The heat-resistant carrier 11 can be of any material that hardly shrinks under heat so as to stably retain its shape under predetermined heat and pressure conditions applied upon thermal transfer and that is easily strippable at the stage where the protective layer 5 is formed on the ink receiving layer 3. Examples thereof include, for example, films of resins, such as polyethylene terephthalate (PET), 1,4-polycyclohexylenedimethylene terephthalate, polyethylene naphthalate (PEN), polyphenylene sulfide (PPS), polyether sulfone (PES), polystyrene, polypropylene, aramid, polycarbonate, polyvinyl alcohol, cellulose derivatives (e.g., cellophane and cellulose acetate), polyethylene, polyvinyl chloride, nylon, polyimide, and ionomers; paper, e.g., condenser paper and paraffin paper; nonwovens; and composites of paper or nonwoven and a resin film. Of these, PET is preferably used for its low cost and strippability. The carrier may be subjected to surface treatment, such as a corona discharge treatment, an antistatic treatment or a release treatment, to have controlled adhesion to the transfer layer 12. The side of the carrier on which the transfer layer 12 is to be formed may be textured to give a desired surface texture (e.g., matte, gloss, semigloss or embossed) to the transfer layer 12.

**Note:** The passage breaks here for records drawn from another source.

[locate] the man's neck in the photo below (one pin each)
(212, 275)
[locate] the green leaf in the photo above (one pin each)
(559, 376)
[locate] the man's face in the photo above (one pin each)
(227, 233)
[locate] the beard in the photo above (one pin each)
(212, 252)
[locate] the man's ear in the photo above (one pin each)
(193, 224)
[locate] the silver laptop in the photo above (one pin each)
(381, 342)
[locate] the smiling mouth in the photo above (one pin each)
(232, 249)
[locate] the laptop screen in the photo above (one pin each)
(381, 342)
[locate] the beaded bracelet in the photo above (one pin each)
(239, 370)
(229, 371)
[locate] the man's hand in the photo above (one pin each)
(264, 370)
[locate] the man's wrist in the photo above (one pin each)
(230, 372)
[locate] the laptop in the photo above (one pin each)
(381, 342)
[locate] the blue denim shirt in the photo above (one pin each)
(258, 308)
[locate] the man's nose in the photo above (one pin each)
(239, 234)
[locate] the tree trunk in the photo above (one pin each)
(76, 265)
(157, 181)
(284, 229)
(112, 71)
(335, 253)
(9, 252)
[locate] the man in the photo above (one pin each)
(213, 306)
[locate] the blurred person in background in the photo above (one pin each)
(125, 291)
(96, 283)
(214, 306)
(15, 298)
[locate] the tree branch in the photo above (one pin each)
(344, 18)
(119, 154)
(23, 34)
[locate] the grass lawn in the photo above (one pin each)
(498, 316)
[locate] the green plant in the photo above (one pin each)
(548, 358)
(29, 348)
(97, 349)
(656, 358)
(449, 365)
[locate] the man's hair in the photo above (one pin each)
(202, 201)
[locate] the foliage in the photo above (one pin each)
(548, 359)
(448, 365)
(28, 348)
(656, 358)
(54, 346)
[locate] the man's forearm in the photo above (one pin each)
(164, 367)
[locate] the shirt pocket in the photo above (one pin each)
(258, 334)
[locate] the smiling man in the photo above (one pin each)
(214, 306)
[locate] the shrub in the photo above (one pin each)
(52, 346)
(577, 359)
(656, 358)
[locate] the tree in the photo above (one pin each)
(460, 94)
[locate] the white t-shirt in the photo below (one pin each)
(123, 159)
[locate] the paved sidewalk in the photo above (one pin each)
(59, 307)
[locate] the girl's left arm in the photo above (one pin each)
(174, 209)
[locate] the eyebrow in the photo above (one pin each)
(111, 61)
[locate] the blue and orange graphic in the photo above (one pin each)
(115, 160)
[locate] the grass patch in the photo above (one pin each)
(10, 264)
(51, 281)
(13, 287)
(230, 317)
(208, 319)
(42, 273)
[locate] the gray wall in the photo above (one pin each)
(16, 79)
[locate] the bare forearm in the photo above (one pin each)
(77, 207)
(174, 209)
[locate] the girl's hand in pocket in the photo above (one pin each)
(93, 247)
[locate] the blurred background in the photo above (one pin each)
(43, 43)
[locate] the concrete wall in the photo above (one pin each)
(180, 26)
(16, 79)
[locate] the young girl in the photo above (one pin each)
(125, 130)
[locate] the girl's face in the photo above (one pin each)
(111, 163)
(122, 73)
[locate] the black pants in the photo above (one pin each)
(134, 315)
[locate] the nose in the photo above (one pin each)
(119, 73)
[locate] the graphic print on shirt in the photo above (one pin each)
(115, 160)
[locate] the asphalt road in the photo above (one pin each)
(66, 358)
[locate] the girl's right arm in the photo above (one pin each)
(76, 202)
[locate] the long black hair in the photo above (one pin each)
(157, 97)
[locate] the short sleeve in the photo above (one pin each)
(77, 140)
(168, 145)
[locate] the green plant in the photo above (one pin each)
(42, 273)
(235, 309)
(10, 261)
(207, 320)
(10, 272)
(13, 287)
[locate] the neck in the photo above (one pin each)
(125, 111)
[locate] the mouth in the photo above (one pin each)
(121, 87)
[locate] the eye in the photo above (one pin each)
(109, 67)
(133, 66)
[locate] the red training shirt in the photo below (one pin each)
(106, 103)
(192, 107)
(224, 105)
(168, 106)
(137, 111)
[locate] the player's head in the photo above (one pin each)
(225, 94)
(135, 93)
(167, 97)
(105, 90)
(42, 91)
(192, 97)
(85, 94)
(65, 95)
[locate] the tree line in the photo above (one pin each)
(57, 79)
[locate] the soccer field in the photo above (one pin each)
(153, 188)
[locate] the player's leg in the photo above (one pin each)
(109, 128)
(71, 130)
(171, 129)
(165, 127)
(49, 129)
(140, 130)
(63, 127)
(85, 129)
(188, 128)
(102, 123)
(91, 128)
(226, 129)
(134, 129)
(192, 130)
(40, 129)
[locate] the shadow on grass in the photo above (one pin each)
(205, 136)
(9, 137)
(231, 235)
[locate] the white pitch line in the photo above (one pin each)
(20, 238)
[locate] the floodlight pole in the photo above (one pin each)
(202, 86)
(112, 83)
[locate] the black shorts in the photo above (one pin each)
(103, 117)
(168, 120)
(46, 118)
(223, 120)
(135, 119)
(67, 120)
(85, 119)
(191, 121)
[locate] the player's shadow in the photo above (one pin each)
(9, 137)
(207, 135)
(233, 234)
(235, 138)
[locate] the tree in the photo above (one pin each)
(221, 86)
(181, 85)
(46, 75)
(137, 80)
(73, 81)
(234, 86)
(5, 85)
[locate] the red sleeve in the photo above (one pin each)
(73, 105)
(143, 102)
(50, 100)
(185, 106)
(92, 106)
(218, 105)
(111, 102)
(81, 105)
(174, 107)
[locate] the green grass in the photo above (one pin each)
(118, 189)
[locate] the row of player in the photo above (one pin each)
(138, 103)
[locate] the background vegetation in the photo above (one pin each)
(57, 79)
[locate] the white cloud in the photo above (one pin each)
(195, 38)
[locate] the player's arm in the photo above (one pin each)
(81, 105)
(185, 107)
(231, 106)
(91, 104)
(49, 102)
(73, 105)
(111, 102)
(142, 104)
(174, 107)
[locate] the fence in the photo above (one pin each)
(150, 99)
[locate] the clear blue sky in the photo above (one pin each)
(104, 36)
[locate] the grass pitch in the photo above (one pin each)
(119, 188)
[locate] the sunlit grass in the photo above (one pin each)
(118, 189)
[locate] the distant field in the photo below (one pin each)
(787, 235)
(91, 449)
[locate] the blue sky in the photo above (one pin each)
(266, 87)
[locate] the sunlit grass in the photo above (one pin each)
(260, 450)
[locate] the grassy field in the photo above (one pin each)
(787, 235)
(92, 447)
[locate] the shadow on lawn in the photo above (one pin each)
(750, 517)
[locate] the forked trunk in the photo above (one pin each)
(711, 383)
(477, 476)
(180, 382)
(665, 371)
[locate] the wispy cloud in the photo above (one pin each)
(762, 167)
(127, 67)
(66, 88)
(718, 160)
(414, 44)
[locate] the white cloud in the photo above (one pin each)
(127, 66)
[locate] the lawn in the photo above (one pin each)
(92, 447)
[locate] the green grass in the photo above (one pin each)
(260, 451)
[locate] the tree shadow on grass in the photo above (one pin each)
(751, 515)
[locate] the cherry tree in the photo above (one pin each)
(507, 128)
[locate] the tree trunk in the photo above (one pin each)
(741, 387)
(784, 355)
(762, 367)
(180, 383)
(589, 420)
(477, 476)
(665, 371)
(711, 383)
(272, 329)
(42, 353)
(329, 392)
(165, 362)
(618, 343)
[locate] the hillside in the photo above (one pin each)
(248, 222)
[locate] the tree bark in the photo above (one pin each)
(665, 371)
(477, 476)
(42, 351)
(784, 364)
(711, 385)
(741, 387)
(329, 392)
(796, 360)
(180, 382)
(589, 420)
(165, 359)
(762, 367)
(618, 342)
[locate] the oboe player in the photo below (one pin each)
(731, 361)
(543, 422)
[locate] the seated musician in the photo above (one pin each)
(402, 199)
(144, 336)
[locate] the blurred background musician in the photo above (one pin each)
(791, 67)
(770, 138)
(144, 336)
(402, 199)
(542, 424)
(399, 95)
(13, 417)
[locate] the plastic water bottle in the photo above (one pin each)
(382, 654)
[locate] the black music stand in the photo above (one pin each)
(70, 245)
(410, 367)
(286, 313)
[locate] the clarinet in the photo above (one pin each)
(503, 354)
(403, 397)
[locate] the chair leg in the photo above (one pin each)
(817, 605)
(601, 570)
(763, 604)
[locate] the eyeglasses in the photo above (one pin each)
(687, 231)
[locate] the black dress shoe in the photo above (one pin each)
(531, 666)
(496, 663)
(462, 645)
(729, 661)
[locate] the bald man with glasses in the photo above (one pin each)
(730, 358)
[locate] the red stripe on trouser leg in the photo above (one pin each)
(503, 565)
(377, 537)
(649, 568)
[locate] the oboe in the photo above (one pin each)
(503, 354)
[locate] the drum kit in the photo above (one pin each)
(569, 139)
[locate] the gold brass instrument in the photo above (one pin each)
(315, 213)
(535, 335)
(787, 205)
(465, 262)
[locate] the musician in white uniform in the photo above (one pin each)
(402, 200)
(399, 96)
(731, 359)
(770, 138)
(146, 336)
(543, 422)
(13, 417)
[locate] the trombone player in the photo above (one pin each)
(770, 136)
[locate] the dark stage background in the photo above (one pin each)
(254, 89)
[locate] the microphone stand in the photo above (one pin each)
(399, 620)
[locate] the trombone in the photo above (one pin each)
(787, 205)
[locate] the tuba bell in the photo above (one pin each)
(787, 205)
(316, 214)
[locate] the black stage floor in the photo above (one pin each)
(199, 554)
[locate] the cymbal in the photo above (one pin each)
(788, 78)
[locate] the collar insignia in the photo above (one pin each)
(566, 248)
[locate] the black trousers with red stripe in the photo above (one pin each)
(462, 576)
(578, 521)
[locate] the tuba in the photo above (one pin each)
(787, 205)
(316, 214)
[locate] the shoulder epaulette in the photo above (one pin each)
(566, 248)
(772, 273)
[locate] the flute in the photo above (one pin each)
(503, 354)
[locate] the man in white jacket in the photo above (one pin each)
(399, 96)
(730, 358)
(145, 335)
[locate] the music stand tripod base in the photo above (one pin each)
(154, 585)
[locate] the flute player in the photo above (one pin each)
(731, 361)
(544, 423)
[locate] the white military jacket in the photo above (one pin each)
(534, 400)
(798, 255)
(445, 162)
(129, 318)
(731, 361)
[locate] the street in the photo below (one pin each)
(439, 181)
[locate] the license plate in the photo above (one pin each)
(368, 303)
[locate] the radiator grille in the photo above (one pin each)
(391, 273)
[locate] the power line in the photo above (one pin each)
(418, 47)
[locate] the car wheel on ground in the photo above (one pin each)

While not limiting, the heat-resistant carrier 11 preferably has a thickness of 10 to 200 μm, still preferably 15 to 80 μm, from the standpoint of cost and strippability.

The transfer layer 12 becomes the protective layer 5 through thermal transfer onto the image-recorded ink receiving layer 3. The transfer layer 12 is made of a thermoplastic resin. The thermoplastic resin is preferably selected from those capable of being thermally transferred and attached to the ink receiving layer 3 with good adhesion to provide a film that has high transparency, hardly undergoes color change by heat or light, and exhibits excellent chemical and physical barrier properties. Specifically, the thermoplastic resin is preferably selected from those capable of providing the protective layer 5 having a light transmission of 80% or higher, still preferably 90% or higher. The light transmission can be measured in accordance with JIS K6714, JIS K7105 and ASTM D1003.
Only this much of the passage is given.